Dieci anni: tanti o pochi?
I tempi della ricerca, si sa, sono lunghi. Ma nel momento in cui una potenziale innovazione esce dai laboratori per affrontare la strada tortuosa del business ai founder è richiesta una puntualità, è il caso di dire, svizzera. Per la precisione, 10 anni. Parliamo del tempo standard per i fondi di venture capital che prima cercano le startup più promettenti per poi finanziarle, farle crescere e infine venderle. Potrebbe sembrare un periodo più che sufficiente. E invece.
«È una sfida, perché partendo così presto è come aver dei neonati e devi far sì che diventino maggiorenni, capaci di farsi notare. Più dell’80% delle exit nel mondo VC riguarda operazioni di M&A». Al momento Venture Factory si occupa soltanto di startup deeptech, con un’eccezione nel biotech. In portfolio troviamo anche Relicta, la startup sarda dell’anno che ha vinto a SIOS23 Sardinia (a proposito, domani 27 giugno c’è SIOS23 Summer a Roma: qui trovate i biglietti).
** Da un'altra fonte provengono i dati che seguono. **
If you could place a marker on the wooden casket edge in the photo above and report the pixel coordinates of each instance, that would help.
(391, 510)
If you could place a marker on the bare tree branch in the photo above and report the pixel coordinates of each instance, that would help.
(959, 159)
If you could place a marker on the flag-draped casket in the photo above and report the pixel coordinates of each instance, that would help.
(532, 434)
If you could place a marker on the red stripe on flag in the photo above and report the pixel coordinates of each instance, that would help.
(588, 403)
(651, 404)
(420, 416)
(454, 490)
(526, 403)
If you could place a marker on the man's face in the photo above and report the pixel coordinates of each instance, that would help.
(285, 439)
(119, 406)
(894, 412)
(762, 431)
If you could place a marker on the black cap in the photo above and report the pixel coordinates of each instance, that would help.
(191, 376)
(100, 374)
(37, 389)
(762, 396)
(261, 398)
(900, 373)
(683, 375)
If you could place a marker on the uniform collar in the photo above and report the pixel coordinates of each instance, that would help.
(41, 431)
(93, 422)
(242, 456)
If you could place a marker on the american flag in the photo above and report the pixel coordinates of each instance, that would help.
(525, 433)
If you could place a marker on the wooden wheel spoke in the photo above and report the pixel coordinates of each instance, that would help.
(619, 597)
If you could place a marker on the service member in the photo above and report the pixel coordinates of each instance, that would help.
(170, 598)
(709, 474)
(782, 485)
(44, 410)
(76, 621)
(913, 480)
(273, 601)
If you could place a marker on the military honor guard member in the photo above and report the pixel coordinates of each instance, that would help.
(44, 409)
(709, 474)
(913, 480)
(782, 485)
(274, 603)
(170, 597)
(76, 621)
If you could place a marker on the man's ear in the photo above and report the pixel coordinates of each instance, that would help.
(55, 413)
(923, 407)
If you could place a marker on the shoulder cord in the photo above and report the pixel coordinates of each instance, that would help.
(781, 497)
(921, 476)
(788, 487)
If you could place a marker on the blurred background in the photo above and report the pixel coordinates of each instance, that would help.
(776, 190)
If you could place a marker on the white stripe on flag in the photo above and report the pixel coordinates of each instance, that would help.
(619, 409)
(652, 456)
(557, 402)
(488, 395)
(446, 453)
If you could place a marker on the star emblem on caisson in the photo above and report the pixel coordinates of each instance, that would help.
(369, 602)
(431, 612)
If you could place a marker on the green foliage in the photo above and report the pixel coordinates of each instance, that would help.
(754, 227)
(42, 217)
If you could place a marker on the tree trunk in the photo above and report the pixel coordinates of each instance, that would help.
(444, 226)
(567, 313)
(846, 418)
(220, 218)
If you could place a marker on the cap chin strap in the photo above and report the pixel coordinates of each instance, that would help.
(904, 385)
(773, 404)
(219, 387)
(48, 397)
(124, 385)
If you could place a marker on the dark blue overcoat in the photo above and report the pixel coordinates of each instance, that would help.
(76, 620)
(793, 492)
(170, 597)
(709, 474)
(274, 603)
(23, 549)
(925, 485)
In un momento storico pieno di incertezze, con alle spalle un semestre pieno di turbolenze (citiamo il fallimento della Silicon Valley Bank che ha spaventato l’ecosistema), che partita sta giocando l’Italia? «Noto che il modello dell’innovazione italiano è figlio di una cultura artigianale, in cui si fa molto, ma lo si mostra davvero poco all’esterno. Siamo reticenti a svelare quel che sappiamo fare». Motivo in più per evitare sogni vanagloriosi di replica della Silicon Valley lungo lo Stivale. Meglio concentrarsi su quel che si ha, sulle innovazioni e sui talenti che vantiamo in casa. «Quando ci confrontiamo con l’estero spesso non siamo secondi a nessuno».